Severity-Based Outcomes:
- More effective in early-stage CRPS.
- There is less benefit in patients with long-standing or more severe disease, although it may still reduce pain and improve function.
Potential Risks and Side Effects of Ketamine in the treatment of pain
- Psychomimetic effects: hallucinations, dissociation (usually mitigated with benzodiazepines).
- Cardiovascular stimulation: increased heart rate and blood pressure.
- Nausea and vomiting
- Liver enzyme changes and bladder issues (with long-term use).
- Tolerance and variable response among patients.
Clinical Use
- Typically used off-label, often in specialized pain clinics.
- Administered via IV infusion, sometimes as an inpatient procedure for high doses.
- Oral, intranasal, and IM routes exist, but IV is most common in CRPS management.
When does my pain become chronic?
Chronic pain is generally defined as ongoing or recurrent pain that lasts longer than twelve weeks or beyond the time it takes tissues to normally heal. Although chronic pain has many causes, the top three causes are lower back pain, severe headaches, and neck pain.
Why is it hard to treat my pain?
The truth is that most pain relievers aren’t very effective against chronic pain syndromes. The relief they provide is temporary at best, which doesn’t help when your pain is chronic.

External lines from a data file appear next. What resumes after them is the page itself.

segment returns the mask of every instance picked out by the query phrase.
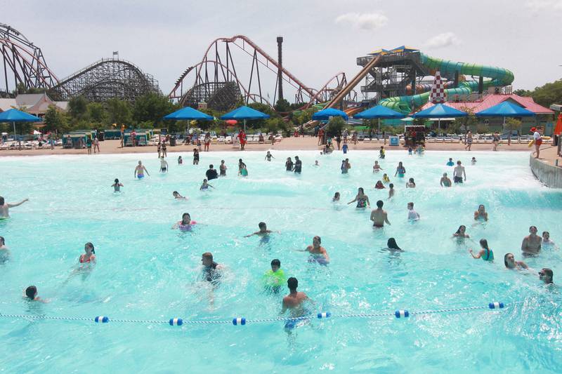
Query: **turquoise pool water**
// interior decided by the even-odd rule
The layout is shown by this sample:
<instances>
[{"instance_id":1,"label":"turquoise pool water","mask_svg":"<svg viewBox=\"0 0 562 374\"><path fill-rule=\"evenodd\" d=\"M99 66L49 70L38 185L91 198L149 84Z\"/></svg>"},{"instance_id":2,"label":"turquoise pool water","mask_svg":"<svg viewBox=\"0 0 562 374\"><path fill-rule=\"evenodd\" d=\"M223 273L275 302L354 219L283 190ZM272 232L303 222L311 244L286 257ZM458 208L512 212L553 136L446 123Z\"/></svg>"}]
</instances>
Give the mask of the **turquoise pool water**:
<instances>
[{"instance_id":1,"label":"turquoise pool water","mask_svg":"<svg viewBox=\"0 0 562 374\"><path fill-rule=\"evenodd\" d=\"M562 283L561 253L544 249L525 260L528 272L508 271L503 257L521 255L521 243L531 225L562 241L562 194L543 187L532 177L528 154L511 152L427 152L423 156L388 152L381 161L395 183L395 198L373 187L377 154L352 152L352 168L340 173L343 155L315 152L202 153L198 166L181 154L170 154L170 173L159 175L155 154L59 156L0 159L0 194L7 201L29 197L0 221L0 236L12 257L0 265L0 312L47 316L108 316L110 319L167 321L173 317L229 321L277 317L282 294L263 292L261 277L273 258L299 290L314 301L315 312L334 315L393 313L486 305L501 301L502 312L476 310L414 316L313 320L290 338L283 322L190 325L93 321L34 321L0 318L6 372L213 373L336 372L458 373L562 370L562 298L557 288L542 284L543 267ZM287 156L299 155L303 173L285 171ZM471 166L469 156L476 156ZM236 176L243 157L249 176ZM448 157L466 165L467 180L439 187L443 172L452 178ZM133 178L136 161L150 177ZM228 176L199 186L209 163L225 159ZM320 166L313 166L318 159ZM393 178L399 161L417 187L405 188ZM114 194L115 178L124 185ZM369 211L352 200L363 187L372 206L384 198L391 226L374 230ZM178 190L188 201L174 201ZM344 203L332 203L334 193ZM406 204L415 203L419 222L407 222ZM490 221L473 225L473 212L486 206ZM192 232L171 229L181 213L197 221ZM259 221L280 231L268 242L244 235ZM476 242L451 239L459 225ZM332 259L327 267L308 263L296 251L320 235ZM395 237L405 250L382 248ZM473 260L468 248L485 238L495 262ZM84 245L96 246L98 264L89 274L70 277ZM209 300L199 281L200 258L211 251L226 266L221 286ZM22 299L36 285L48 304ZM285 290L283 290L285 293ZM515 306L512 303L521 302Z\"/></svg>"}]
</instances>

Chronic pain also leads to a condition known as central sensitization, which exacerbates the pain cycle. Biochemical changes occur in your central nervous system when your nerves constantly carry pain messages to your brain. As a result, you become overly sensitive and experience pain from non-painful stimuli, like the touch of soft clothing.

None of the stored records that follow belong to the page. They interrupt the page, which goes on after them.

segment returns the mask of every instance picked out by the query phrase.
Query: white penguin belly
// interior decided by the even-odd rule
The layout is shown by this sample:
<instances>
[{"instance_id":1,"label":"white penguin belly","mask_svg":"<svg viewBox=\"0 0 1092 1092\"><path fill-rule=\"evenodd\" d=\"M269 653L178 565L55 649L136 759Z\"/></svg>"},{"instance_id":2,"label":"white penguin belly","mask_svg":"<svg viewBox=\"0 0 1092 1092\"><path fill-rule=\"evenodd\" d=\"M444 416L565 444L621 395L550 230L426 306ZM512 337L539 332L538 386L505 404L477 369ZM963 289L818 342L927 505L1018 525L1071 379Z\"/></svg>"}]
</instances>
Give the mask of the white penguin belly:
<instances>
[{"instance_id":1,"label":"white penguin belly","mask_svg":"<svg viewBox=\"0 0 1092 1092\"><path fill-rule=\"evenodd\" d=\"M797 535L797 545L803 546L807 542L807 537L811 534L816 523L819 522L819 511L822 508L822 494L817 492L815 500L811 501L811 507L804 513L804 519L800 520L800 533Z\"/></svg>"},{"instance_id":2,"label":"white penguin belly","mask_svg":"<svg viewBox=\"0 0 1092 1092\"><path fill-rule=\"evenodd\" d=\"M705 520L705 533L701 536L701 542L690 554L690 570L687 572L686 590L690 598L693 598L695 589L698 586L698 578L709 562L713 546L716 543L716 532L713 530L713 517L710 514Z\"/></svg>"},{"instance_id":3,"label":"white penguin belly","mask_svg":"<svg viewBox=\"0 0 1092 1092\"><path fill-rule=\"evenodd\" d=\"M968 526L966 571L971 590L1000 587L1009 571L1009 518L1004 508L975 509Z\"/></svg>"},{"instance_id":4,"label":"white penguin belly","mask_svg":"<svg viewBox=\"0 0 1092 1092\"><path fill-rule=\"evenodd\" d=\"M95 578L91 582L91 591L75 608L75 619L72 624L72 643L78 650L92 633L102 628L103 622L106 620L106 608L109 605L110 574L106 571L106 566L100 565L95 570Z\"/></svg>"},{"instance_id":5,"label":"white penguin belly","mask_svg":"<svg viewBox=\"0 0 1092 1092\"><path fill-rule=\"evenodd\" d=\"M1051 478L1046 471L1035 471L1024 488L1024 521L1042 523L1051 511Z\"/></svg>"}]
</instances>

What type of pain is caused by mental health disorders?
Mental health disorders like anxiety, depression, and PTSD can cause physical pain and may also intensify pain from other physical causes.
This connection between mental health and pain is not “all in your head.” Psychiatric disorders and pain conditions share some of the same nervous system pathways.

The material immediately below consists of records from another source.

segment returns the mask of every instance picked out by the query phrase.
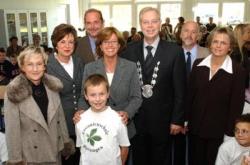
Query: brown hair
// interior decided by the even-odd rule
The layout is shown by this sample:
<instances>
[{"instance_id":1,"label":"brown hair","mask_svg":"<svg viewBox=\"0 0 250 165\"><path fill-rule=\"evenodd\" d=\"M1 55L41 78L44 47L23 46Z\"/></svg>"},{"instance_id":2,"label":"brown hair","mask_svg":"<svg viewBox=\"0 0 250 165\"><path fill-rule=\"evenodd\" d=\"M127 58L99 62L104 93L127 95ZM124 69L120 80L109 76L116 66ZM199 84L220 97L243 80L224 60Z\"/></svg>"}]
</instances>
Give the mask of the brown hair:
<instances>
[{"instance_id":1,"label":"brown hair","mask_svg":"<svg viewBox=\"0 0 250 165\"><path fill-rule=\"evenodd\" d=\"M56 46L57 43L62 40L66 35L72 34L74 37L74 41L76 43L77 32L76 29L69 24L60 24L54 28L54 31L51 35L52 45L54 47L55 52L57 52Z\"/></svg>"},{"instance_id":2,"label":"brown hair","mask_svg":"<svg viewBox=\"0 0 250 165\"><path fill-rule=\"evenodd\" d=\"M96 39L96 53L99 57L103 56L103 52L101 50L101 44L104 40L108 40L112 34L115 34L118 39L118 43L120 44L120 48L118 50L118 54L124 49L125 41L121 35L121 33L115 27L105 27L98 34Z\"/></svg>"},{"instance_id":3,"label":"brown hair","mask_svg":"<svg viewBox=\"0 0 250 165\"><path fill-rule=\"evenodd\" d=\"M249 123L250 124L250 114L246 113L246 114L240 115L235 120L235 124L238 124L238 123Z\"/></svg>"},{"instance_id":4,"label":"brown hair","mask_svg":"<svg viewBox=\"0 0 250 165\"><path fill-rule=\"evenodd\" d=\"M212 41L214 39L215 34L226 34L229 37L230 40L230 49L233 50L233 47L235 46L235 37L233 34L233 31L230 28L227 27L218 27L215 28L208 36L207 43L208 48L211 47Z\"/></svg>"},{"instance_id":5,"label":"brown hair","mask_svg":"<svg viewBox=\"0 0 250 165\"><path fill-rule=\"evenodd\" d=\"M84 93L87 94L87 89L89 86L98 86L104 84L107 92L109 92L109 83L108 80L101 74L92 74L84 82L83 89Z\"/></svg>"},{"instance_id":6,"label":"brown hair","mask_svg":"<svg viewBox=\"0 0 250 165\"><path fill-rule=\"evenodd\" d=\"M86 22L86 17L87 17L87 14L89 14L89 13L97 13L99 15L99 18L102 21L102 23L104 23L104 19L102 17L102 12L100 10L97 10L94 8L91 8L91 9L88 9L87 11L85 11L84 18L83 18L84 23Z\"/></svg>"}]
</instances>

The shared overlap is so significant that primary care physicians often prescribe tricyclic antidepressants to relieve neuropathic pain, and with recent treatment advancements, mind-body expert Dr. Ghorieshi utilizes evidence-based psychotherapies and advanced treatments such as IV Ketamine infusions to relieve chronic pain disorders, even complex regional pain syndrome (CRPS), formerly known as reflex sympathetic dystrophy (RSD).
What is complex regional pain syndrome (CRPS)?
CRPS, also sometimes referred to as chronic regional pain syndrome, is a chronic pain condition that typically affects one limb, whether an arm, hand, leg, or foot. In about 90% of all cases, CRPS is triggered by trauma or injury, then one of two types of CRPS develops afterward, type 1 or type 2:
CRPS type 1
Formerly known as reflex sympathetic dystrophy syndrome (RSD). Type 1 causes chronic pain without nerve damage in the affected limb.
CRPS type 2
Formerly known as causalgia, this type has the same symptoms as type 1, though with specific nerve damage.
What symptoms will I develop with CRPS?
Persistent, severe pain is the primary symptom of complex regional pain syndrome. It may spread to the entire arm or leg even when the injury and pain began in your hand or foot. The affected area may be so hypersensitive that the gentlest touch feels painful.
You may also experience:
- Changes in skin temperature, color, or texture
- Swelling of the affected limb
- Changes in hair or nail growth
- Stiff joints in the affected area
- Decreased movement in the affected limb
- Tremors or jerking in the affected limb
When CRPS goes untreated, it can worsen, causing tissue deterioration or muscles that tighten and freeze into a fixed position.